A description of the implementation is available in [1] below. If you use this in your work, please cite [1].
[1] E. Battenberg and D. Wessel, “Accelerating non-negative matrix factorization for audio source separation on multi-core and many-core architectures,” in International Society for Music Information Retrieval Conference (ISMIR 2009), 2009.
Bibtex entry: ''' @inproceedings{battenberg2009accelerating, title={Accelerating nonnegative matrix factorization for audio source separation on multi-core and many-core architectures}, author={Battenberg, E. and Wessel, D.}, booktitle={10th International Society for Music Information Retrieval Conference (ISMIR 2009)}, year={2009} } '''
#Implementation Details:
Iterative NMF on Cuda: X = W*H
multiplicative updates
divergence cost function
nmf.cu contains an example usage of the update_div function.

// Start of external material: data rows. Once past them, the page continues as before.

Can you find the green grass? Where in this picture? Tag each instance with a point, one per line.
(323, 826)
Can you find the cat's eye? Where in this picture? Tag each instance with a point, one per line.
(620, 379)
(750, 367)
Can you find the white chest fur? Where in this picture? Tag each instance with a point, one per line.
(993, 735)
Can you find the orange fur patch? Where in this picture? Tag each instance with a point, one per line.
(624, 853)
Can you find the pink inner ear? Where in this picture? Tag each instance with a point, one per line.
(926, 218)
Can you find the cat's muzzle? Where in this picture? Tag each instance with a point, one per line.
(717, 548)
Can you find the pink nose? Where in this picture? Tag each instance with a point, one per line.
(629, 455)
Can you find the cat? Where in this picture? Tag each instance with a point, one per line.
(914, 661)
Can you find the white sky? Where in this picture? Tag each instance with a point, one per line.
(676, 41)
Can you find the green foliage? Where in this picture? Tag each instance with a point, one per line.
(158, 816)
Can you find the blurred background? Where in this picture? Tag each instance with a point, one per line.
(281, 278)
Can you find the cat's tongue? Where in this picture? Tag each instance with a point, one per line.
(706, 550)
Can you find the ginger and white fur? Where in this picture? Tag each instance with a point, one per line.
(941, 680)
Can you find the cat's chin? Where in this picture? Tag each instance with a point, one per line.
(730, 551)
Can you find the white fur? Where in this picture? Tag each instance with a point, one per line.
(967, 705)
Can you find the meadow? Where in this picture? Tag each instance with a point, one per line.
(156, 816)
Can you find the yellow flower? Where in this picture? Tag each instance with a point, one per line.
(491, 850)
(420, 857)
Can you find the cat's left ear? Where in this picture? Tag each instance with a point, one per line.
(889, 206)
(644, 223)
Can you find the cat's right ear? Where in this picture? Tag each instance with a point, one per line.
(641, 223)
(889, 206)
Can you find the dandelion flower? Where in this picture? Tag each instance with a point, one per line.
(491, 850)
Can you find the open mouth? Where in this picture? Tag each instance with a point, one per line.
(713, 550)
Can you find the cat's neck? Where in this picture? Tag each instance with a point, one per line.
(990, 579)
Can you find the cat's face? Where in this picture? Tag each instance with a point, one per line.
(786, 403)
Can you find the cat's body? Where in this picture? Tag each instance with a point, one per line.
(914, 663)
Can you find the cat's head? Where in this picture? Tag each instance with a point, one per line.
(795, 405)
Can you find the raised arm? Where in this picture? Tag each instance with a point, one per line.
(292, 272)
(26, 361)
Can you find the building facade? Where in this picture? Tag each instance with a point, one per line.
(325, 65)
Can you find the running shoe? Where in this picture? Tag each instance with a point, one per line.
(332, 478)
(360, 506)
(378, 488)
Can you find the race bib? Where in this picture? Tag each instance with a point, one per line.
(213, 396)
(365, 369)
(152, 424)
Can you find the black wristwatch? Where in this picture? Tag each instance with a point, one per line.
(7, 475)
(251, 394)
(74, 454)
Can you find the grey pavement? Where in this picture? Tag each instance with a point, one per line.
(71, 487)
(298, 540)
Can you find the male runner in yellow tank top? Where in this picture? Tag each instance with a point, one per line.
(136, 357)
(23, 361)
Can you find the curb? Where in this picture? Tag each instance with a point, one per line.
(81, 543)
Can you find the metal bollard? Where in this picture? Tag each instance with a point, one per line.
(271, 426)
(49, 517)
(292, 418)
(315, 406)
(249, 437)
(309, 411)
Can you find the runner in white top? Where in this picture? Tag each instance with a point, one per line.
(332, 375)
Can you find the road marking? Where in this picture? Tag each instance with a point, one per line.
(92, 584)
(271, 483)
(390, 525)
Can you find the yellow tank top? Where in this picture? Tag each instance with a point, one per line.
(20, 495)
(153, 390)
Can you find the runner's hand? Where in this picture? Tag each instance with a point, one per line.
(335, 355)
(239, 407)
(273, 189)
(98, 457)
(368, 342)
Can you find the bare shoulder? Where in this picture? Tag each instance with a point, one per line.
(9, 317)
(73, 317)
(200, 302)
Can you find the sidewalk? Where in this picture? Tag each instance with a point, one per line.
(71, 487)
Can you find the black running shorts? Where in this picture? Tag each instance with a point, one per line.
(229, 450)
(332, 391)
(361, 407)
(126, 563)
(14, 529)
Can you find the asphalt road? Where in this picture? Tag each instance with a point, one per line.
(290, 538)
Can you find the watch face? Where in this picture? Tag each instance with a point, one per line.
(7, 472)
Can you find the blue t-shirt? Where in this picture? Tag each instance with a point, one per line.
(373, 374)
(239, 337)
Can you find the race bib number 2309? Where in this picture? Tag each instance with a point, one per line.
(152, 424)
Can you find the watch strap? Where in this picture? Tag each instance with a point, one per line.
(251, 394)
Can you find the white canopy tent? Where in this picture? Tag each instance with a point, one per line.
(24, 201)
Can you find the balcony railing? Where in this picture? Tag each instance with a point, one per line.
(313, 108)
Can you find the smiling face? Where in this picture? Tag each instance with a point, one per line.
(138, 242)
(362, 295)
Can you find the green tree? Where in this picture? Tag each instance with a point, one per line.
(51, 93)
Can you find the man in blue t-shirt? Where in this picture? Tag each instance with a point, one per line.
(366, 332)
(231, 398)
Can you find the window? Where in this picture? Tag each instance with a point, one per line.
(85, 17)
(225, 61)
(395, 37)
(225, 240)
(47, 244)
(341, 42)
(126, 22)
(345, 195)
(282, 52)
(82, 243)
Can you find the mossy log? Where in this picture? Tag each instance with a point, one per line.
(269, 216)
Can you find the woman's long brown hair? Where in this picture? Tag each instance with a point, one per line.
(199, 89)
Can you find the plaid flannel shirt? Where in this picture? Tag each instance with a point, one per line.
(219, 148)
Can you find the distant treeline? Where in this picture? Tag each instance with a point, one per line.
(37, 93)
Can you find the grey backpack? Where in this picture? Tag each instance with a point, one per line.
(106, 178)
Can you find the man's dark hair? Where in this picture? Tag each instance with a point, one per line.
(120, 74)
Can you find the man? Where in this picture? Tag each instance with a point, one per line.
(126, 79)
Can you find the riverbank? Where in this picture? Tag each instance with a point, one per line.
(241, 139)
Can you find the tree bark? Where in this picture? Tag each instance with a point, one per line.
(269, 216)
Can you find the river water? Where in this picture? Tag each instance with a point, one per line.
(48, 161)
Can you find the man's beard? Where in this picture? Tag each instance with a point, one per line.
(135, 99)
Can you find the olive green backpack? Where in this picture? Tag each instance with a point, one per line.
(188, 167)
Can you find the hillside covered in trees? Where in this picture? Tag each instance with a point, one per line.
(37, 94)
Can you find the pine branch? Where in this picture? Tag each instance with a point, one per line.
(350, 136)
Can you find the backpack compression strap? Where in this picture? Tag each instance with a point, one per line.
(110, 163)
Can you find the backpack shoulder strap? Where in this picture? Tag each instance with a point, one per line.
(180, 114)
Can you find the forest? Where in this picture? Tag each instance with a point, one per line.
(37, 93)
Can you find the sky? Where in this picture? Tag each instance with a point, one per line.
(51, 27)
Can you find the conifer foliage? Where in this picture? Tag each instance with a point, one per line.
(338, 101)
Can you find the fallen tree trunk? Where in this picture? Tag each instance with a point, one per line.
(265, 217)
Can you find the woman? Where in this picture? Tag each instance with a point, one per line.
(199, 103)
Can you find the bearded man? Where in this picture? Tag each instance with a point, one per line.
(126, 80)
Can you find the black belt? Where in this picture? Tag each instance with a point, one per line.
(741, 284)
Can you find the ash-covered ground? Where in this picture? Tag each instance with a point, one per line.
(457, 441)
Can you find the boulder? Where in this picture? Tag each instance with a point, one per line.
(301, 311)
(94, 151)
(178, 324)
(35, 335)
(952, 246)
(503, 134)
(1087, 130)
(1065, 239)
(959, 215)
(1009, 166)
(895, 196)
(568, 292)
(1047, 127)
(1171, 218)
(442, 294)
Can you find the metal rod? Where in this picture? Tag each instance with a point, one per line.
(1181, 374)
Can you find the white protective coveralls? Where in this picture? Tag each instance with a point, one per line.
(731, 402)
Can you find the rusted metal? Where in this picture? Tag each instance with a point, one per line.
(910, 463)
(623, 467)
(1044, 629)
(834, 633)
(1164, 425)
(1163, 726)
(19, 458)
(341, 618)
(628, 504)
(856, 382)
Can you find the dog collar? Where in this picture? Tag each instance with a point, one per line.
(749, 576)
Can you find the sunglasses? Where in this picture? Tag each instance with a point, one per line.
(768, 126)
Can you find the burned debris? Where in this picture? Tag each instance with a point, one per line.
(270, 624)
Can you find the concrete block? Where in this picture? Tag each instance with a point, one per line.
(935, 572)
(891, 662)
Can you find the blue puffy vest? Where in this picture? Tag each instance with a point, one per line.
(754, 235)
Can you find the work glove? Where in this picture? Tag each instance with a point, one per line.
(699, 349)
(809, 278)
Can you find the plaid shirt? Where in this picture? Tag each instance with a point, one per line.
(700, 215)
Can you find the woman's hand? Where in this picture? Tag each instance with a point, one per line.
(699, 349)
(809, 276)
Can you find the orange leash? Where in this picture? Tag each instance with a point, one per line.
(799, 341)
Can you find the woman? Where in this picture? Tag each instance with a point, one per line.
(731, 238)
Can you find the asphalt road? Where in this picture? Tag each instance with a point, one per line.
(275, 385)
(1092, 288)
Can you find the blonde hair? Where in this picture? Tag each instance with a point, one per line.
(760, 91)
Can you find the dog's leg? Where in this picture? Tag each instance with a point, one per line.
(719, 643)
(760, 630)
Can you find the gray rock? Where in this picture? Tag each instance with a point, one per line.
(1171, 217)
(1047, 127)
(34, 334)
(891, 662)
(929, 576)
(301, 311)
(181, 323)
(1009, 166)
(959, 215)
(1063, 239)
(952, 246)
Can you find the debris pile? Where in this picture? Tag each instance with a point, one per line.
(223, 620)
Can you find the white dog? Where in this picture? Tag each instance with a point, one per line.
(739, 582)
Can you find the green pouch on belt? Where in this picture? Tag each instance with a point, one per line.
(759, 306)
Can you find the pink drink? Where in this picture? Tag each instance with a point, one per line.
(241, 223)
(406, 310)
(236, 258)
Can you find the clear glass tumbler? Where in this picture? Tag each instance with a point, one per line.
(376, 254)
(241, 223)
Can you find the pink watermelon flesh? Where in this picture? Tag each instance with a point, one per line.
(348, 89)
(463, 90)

The function read_matrix reads binary floats in from files and stores them in a matrix struct
- values need to be stored in column-major order, and the first two values in the file are integer dimensions of the matrix
- an example of how to create the binary files (from e.g. Matlab data) is contained in the matlab script matrix_export.m
- data can also just be stored in a column-major float array using the matrix struct and proper assignment of the dim values
The function update_div is where the work is done.
void update_div(
matrix W, matrix H,
matrix X,
float CONVERGE_THRESH,
int max_iter,
double t[10],
int verbose);
- W, H are initial values for the factor matrices
- X is the target matrix to be decomposed
- CONVERGE_THRESH is the convergence threshold (expressed as a ratio of cost function change to cost function value)
- max_iter is the maximum number of iterations
- double t[10] is a pointer to a double array of at least size 10 that will contain individual timing results for different computational pieces. (set this to NULL for normal use)
- verbose set to 1 if you want more text output, 0 otherwise